We have the KG Lagrangian density:
$\mathcal{L}= \partial_{\mu} \phi \partial^{\mu} \phi^* - m^2 \phi \phi^*$

Suppose instead of taking $\phi \rightarrow e^{ia}\phi$ with $a \in \mathbb{R}$ we take $a \in \mathbb{C}$.
Then is it true to say that $\mathcal{L}'= e^{-2~ Im(a)} \mathcal{L}$ and so gives the same equations of motion?
What is to happen if I also allow for local transformations $a \equiv a(x)$? I guess this again depends on the KG Lagrangian:

$|\partial_\mu \phi|^2 \rightarrow \Big( e^{ia} \partial_\mu \phi + i e^{ia} \phi (\partial_\mu a) \Big)\Big( e^{-ia^*} \partial^\mu \phi^* - i e^{-ia^*} \phi^* (\partial^\mu a^*) \Big)$
$=e^{-2 ~Im(a)} \Big( \partial_\mu \phi \partial^\mu \phi^* + i \partial_\mu a (\phi \partial^{\mu} \phi^* -\phi^* \partial^{\mu} \phi) + \phi \phi^* \partial_\mu a \partial^\mu a \Big) = e^{-2 ~Im(a)} [D_\mu \phi) (D^\mu \phi)^*]$

The mass term is also going to give a $e^{-2~ Im(a)}$ as a common factor, so I can drop it out the Lagrangian? I think I cannot, because in this case the kinetic term of the E-L equations will act on this exponential as well...

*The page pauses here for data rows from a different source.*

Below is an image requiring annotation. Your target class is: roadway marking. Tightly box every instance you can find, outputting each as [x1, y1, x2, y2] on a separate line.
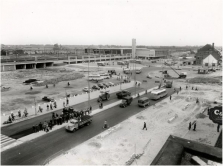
[1, 134, 16, 147]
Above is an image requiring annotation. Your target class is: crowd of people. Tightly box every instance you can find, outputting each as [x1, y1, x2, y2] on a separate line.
[32, 106, 92, 133]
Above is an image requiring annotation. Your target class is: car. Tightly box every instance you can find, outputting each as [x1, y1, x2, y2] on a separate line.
[23, 79, 39, 84]
[147, 74, 152, 78]
[103, 83, 110, 88]
[116, 90, 131, 99]
[135, 69, 142, 74]
[97, 83, 104, 88]
[108, 82, 115, 86]
[42, 96, 55, 102]
[92, 85, 100, 90]
[83, 87, 92, 92]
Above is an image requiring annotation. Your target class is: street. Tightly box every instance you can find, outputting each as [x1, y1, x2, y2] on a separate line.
[1, 87, 175, 165]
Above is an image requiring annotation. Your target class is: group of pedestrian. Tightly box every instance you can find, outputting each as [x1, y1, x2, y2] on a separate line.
[191, 86, 198, 91]
[135, 81, 141, 87]
[188, 121, 197, 131]
[6, 109, 28, 124]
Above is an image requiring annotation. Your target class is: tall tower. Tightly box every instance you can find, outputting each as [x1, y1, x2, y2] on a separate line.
[132, 39, 136, 59]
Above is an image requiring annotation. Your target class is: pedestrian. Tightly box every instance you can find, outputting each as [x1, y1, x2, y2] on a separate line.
[46, 84, 48, 88]
[142, 122, 147, 130]
[39, 122, 43, 131]
[47, 104, 49, 111]
[35, 124, 39, 132]
[38, 106, 43, 113]
[195, 87, 198, 91]
[63, 101, 65, 108]
[18, 110, 21, 117]
[24, 108, 28, 117]
[186, 85, 188, 90]
[30, 86, 33, 90]
[135, 81, 137, 85]
[177, 90, 179, 95]
[33, 125, 36, 133]
[196, 98, 199, 104]
[192, 87, 194, 90]
[53, 116, 57, 125]
[188, 122, 191, 130]
[217, 124, 220, 132]
[53, 83, 56, 87]
[170, 95, 172, 100]
[66, 98, 69, 106]
[52, 112, 56, 119]
[193, 122, 196, 131]
[138, 83, 140, 87]
[101, 102, 103, 109]
[8, 116, 12, 123]
[54, 101, 57, 108]
[11, 113, 15, 121]
[68, 82, 70, 86]
[180, 86, 181, 91]
[50, 103, 53, 110]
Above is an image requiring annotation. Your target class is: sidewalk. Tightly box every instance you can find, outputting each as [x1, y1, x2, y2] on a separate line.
[1, 81, 135, 125]
[0, 85, 159, 152]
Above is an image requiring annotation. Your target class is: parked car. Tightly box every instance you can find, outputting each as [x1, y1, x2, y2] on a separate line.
[92, 85, 100, 90]
[42, 96, 55, 102]
[97, 83, 105, 89]
[147, 74, 152, 78]
[103, 83, 110, 88]
[116, 90, 131, 99]
[23, 79, 39, 84]
[83, 87, 92, 92]
[108, 82, 115, 86]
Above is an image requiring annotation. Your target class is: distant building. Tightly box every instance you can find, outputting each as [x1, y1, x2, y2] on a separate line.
[136, 49, 155, 59]
[195, 43, 221, 66]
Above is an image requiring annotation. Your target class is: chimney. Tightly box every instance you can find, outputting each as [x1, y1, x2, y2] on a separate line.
[212, 43, 214, 48]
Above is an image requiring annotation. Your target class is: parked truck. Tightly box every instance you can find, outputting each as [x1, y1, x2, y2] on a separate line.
[65, 115, 92, 132]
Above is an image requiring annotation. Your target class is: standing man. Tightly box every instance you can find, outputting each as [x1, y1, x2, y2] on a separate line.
[188, 122, 192, 130]
[170, 95, 172, 100]
[66, 98, 69, 106]
[193, 122, 197, 131]
[180, 86, 182, 91]
[142, 122, 147, 130]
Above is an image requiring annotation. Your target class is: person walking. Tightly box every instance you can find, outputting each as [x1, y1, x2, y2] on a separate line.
[30, 86, 33, 90]
[18, 110, 21, 118]
[47, 104, 49, 111]
[35, 124, 39, 132]
[188, 122, 192, 130]
[39, 122, 43, 131]
[50, 103, 53, 110]
[192, 87, 194, 90]
[63, 101, 65, 108]
[180, 86, 182, 91]
[170, 95, 172, 100]
[193, 122, 196, 131]
[68, 82, 70, 86]
[66, 98, 69, 106]
[54, 101, 57, 108]
[33, 125, 36, 133]
[196, 98, 199, 104]
[195, 87, 198, 91]
[186, 85, 188, 90]
[46, 84, 48, 88]
[142, 122, 147, 130]
[177, 90, 179, 95]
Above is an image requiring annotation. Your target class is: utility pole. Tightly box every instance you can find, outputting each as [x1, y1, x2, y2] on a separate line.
[87, 58, 90, 108]
[34, 97, 37, 115]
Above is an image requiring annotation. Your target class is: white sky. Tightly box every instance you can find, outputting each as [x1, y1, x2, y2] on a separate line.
[0, 0, 222, 46]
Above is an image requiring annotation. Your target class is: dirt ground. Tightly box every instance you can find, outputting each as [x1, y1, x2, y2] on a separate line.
[49, 69, 222, 165]
[0, 62, 145, 114]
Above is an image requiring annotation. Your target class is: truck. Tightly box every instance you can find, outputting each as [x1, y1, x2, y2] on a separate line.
[65, 115, 92, 132]
[116, 90, 131, 99]
[97, 90, 110, 102]
[119, 96, 133, 108]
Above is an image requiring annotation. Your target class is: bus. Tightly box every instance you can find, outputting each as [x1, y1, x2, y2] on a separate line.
[117, 61, 125, 65]
[88, 74, 103, 81]
[97, 62, 105, 66]
[150, 88, 167, 100]
[99, 73, 110, 79]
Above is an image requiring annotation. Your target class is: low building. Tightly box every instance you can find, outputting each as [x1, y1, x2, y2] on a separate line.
[202, 54, 218, 67]
[136, 49, 155, 59]
[195, 43, 221, 66]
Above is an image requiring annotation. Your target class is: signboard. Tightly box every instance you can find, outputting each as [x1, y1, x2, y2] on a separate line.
[208, 106, 222, 125]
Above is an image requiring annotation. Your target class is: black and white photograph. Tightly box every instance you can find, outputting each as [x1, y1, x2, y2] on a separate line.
[0, 0, 222, 165]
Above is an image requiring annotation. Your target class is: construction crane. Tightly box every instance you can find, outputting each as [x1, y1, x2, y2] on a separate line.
[163, 62, 187, 79]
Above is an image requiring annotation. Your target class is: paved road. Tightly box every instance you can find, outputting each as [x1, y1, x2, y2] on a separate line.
[1, 88, 175, 165]
[1, 86, 146, 139]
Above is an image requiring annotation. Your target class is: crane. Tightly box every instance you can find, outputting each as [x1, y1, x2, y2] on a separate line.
[163, 62, 187, 79]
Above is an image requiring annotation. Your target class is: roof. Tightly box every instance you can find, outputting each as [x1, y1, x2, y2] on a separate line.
[151, 88, 166, 94]
[151, 135, 222, 165]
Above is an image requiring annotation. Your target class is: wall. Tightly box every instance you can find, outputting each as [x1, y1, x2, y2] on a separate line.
[202, 55, 218, 67]
[4, 65, 16, 71]
[136, 49, 155, 59]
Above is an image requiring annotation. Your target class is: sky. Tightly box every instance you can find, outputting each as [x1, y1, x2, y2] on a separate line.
[0, 0, 222, 46]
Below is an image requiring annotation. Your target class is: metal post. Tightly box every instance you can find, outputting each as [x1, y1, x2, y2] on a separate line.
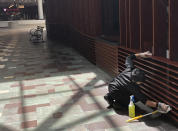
[37, 0, 44, 19]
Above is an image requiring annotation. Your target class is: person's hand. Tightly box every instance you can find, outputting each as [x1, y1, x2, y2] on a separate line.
[139, 51, 152, 58]
[157, 102, 172, 114]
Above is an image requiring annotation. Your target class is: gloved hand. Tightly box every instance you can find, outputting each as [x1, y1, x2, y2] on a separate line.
[139, 51, 152, 58]
[157, 102, 172, 114]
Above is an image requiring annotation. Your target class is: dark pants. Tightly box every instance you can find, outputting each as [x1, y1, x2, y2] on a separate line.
[108, 84, 145, 107]
[108, 89, 131, 107]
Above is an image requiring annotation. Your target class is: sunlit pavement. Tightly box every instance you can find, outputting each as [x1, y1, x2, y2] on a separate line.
[0, 27, 177, 131]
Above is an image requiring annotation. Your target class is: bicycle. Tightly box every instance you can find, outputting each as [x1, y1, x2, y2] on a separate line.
[29, 26, 44, 43]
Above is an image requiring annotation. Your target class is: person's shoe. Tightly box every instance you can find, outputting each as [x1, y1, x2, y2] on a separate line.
[106, 105, 113, 109]
[104, 94, 112, 104]
[104, 94, 113, 109]
[104, 94, 108, 101]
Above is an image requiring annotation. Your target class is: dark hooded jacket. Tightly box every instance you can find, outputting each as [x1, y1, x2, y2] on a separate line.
[108, 54, 147, 104]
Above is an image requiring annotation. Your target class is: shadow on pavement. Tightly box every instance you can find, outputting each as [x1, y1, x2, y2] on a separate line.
[0, 125, 14, 131]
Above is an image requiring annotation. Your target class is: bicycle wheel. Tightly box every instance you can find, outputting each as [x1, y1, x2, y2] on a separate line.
[35, 30, 43, 41]
[29, 29, 37, 36]
[30, 35, 38, 43]
[29, 29, 37, 41]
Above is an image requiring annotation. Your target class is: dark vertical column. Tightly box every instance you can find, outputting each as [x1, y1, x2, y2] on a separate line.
[28, 7, 30, 19]
[92, 0, 97, 35]
[66, 0, 70, 24]
[113, 0, 119, 34]
[91, 0, 96, 35]
[85, 0, 90, 34]
[35, 6, 38, 19]
[101, 0, 105, 34]
[92, 0, 98, 36]
[75, 0, 79, 30]
[62, 0, 67, 24]
[89, 0, 94, 35]
[88, 0, 92, 35]
[152, 0, 168, 57]
[70, 0, 73, 25]
[104, 0, 109, 34]
[108, 0, 114, 34]
[119, 0, 126, 46]
[129, 0, 140, 49]
[101, 0, 106, 34]
[54, 0, 58, 23]
[78, 0, 82, 32]
[72, 0, 77, 28]
[101, 0, 118, 35]
[95, 0, 102, 36]
[71, 0, 74, 27]
[169, 0, 178, 61]
[29, 7, 31, 19]
[125, 0, 130, 48]
[140, 0, 153, 52]
[47, 0, 55, 23]
[97, 0, 102, 35]
[83, 0, 87, 33]
[26, 7, 28, 19]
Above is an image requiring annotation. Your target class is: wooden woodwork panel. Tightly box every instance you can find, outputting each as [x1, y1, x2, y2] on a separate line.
[70, 31, 96, 64]
[96, 41, 118, 76]
[45, 0, 178, 123]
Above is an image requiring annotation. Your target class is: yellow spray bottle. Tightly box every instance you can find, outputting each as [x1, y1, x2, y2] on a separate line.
[129, 95, 135, 118]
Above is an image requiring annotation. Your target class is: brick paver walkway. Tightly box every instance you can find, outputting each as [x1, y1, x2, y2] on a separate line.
[0, 27, 177, 131]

Where in this case the $D_\mu$ shall differ from the standard one, since it will have to give a complex vector field as a connection and additionally the vector's transformation is going to bring also some rescaling it it: $A'_\mu \propto A_\mu - \partial(Im(a)) + i \partial(Re(a))$
Is that correct?